Post

Python Regex Lookbehind Fixed-Width Limitation: Workarounds

Python Regex Lookbehind Fixed-Width Limitation: Workarounds

If you have spent any time writing regular expressions in Python, you have probably run into this error: re.error: look-behind requires fixed-width pattern. It appears the moment you try to use a quantifier like *, +, or ? inside a lookbehind assertion. The error is not a bug. Python’s re module enforces a hard constraint that lookbehinds must have a fixed width, meaning the engine must know the exact number of characters to step back before checking the assertion. This post explains why that limitation exists and walks through every practical workaround, with working code you can drop into your scraping and data extraction scripts today. If you are also working with email regex patterns for web scraping, the same workarounds apply.

The Error in Action

Here is the simplest way to trigger the error. Suppose you want to extract a price value that appears after the text price: followed by some whitespace, and you want only the digits in your match:

1
2
3
4
5
6
import re

text = "The price:   42 dollars"

# This will raise an error
result = re.findall(r'(?<=price:\s+)\d+', text)

Running this produces:

1
re.error: look-behind requires fixed-width pattern at position 0

The \s+ inside the lookbehind is the problem. The + quantifier means “one or more whitespace characters,” which is a variable-length pattern. Python’s re engine cannot handle that inside a lookbehind.

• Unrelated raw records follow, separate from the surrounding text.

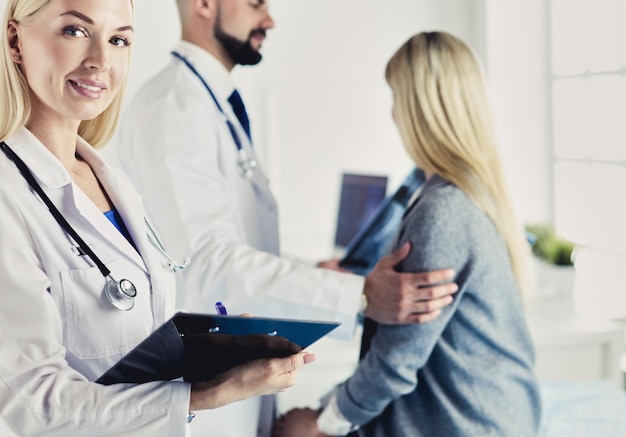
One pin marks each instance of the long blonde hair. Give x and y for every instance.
(445, 122)
(14, 89)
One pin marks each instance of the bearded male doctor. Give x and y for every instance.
(187, 146)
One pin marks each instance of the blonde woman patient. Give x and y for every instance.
(63, 70)
(470, 372)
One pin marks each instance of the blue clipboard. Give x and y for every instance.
(165, 356)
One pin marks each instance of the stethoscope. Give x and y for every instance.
(246, 164)
(120, 293)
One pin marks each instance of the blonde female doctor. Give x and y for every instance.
(80, 281)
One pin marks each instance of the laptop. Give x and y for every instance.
(360, 196)
(374, 238)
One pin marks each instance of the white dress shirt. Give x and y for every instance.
(175, 144)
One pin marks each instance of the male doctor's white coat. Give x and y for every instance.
(58, 331)
(175, 144)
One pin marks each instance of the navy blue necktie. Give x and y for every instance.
(240, 111)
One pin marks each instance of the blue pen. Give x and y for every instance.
(220, 308)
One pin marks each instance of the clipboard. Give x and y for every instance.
(165, 355)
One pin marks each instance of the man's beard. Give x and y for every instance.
(240, 52)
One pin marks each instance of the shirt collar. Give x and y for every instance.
(44, 165)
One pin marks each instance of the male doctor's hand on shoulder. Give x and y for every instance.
(392, 297)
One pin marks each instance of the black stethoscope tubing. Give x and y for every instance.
(124, 292)
(231, 127)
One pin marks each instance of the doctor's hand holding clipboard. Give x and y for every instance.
(68, 316)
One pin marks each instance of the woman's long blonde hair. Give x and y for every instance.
(445, 122)
(14, 90)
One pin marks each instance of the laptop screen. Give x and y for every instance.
(360, 195)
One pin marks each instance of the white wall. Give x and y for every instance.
(319, 104)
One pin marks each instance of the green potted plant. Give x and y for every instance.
(554, 273)
(550, 247)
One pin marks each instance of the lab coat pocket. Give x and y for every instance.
(94, 327)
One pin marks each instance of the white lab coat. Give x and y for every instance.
(174, 143)
(58, 332)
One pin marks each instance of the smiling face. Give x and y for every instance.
(74, 55)
(240, 28)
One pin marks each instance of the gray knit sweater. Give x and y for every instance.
(470, 371)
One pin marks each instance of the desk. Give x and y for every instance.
(570, 347)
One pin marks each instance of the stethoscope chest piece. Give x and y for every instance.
(120, 293)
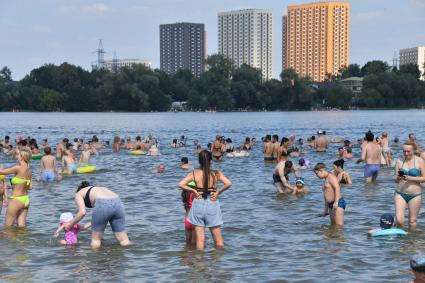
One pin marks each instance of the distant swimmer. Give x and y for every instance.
(334, 202)
(185, 164)
(409, 174)
(48, 166)
(371, 154)
(386, 151)
(86, 154)
(268, 148)
(217, 149)
(280, 175)
(342, 175)
(321, 142)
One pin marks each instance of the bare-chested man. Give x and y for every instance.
(371, 154)
(275, 142)
(61, 147)
(268, 148)
(321, 144)
(48, 166)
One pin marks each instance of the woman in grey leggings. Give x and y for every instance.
(107, 207)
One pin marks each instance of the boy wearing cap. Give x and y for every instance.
(386, 222)
(299, 185)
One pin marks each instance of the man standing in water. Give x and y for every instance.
(275, 142)
(268, 149)
(371, 154)
(322, 142)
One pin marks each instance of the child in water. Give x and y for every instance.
(70, 236)
(299, 185)
(386, 222)
(334, 202)
(3, 193)
(417, 267)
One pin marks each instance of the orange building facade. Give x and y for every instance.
(317, 39)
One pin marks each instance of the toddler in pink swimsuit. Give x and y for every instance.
(70, 237)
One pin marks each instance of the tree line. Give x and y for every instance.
(222, 87)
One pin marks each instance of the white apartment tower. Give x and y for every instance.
(246, 37)
(415, 55)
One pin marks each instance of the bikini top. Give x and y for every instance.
(87, 201)
(205, 192)
(414, 172)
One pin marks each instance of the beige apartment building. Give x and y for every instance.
(316, 38)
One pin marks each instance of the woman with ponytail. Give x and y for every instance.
(19, 203)
(205, 210)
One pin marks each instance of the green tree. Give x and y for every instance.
(374, 67)
(352, 70)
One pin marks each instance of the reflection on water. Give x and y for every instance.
(268, 237)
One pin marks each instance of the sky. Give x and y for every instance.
(34, 33)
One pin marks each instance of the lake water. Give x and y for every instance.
(267, 237)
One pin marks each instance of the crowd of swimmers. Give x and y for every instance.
(201, 189)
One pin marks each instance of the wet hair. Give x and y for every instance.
(412, 144)
(84, 184)
(319, 166)
(284, 139)
(369, 136)
(289, 164)
(205, 163)
(47, 150)
(339, 163)
(25, 154)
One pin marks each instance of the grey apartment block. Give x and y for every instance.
(182, 46)
(246, 37)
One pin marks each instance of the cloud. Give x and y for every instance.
(40, 29)
(419, 3)
(97, 8)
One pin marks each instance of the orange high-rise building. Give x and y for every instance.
(317, 39)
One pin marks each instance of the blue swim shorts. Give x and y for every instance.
(371, 170)
(48, 176)
(205, 213)
(108, 210)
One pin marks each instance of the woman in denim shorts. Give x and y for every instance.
(107, 207)
(205, 211)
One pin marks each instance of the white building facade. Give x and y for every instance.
(112, 65)
(415, 55)
(246, 37)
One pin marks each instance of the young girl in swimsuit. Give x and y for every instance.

The same error appears with *, ?, and {m,n} range quantifiers:

1
2
3
4
# All of these raise the same error
re.findall(r'(?<=price:\s*)\d+', text)       # \s* -- zero or more
re.findall(r'(?<=price:\s?)\d+', text)        # \s? -- zero or one
re.findall(r'(?<=price:\s{1,5})\d+', text)    # \s{1,5} -- range

Only fixed-width quantifiers like \s{3} (exactly three characters) are allowed.

Why Python Has This Limitation

To understand the constraint, you need to know how a lookbehind works internally. A lookahead (?=...) checks forward from the current position in the string. The engine does not need to know the length of the lookahead pattern because it simply tries to match from where it is. A lookbehind (?<=...) checks backward. To do that, the engine needs to step back a fixed number of characters and then check whether the lookbehind pattern matches at that earlier position.

If the lookbehind pattern is price: (six characters), the engine steps back six characters and checks for a match. Simple. But if the pattern is price:\s+, the engine does not know how far to step back. It could be seven characters, eight, twenty – there is no upper bound. Python’s re engine, which is based on a traditional NFA (nondeterministic finite automaton) design, does not support backtracking through multiple possible lookbehind widths. It requires a single fixed step-back distance.

This is a design choice, not a fundamental limitation of regular expressions. Other engines handle it differently. Perl, .NET, and Java all support variable-length lookbehinds (with varying levels of restriction). Python’s re module chose simplicity and performance predictability over flexibility.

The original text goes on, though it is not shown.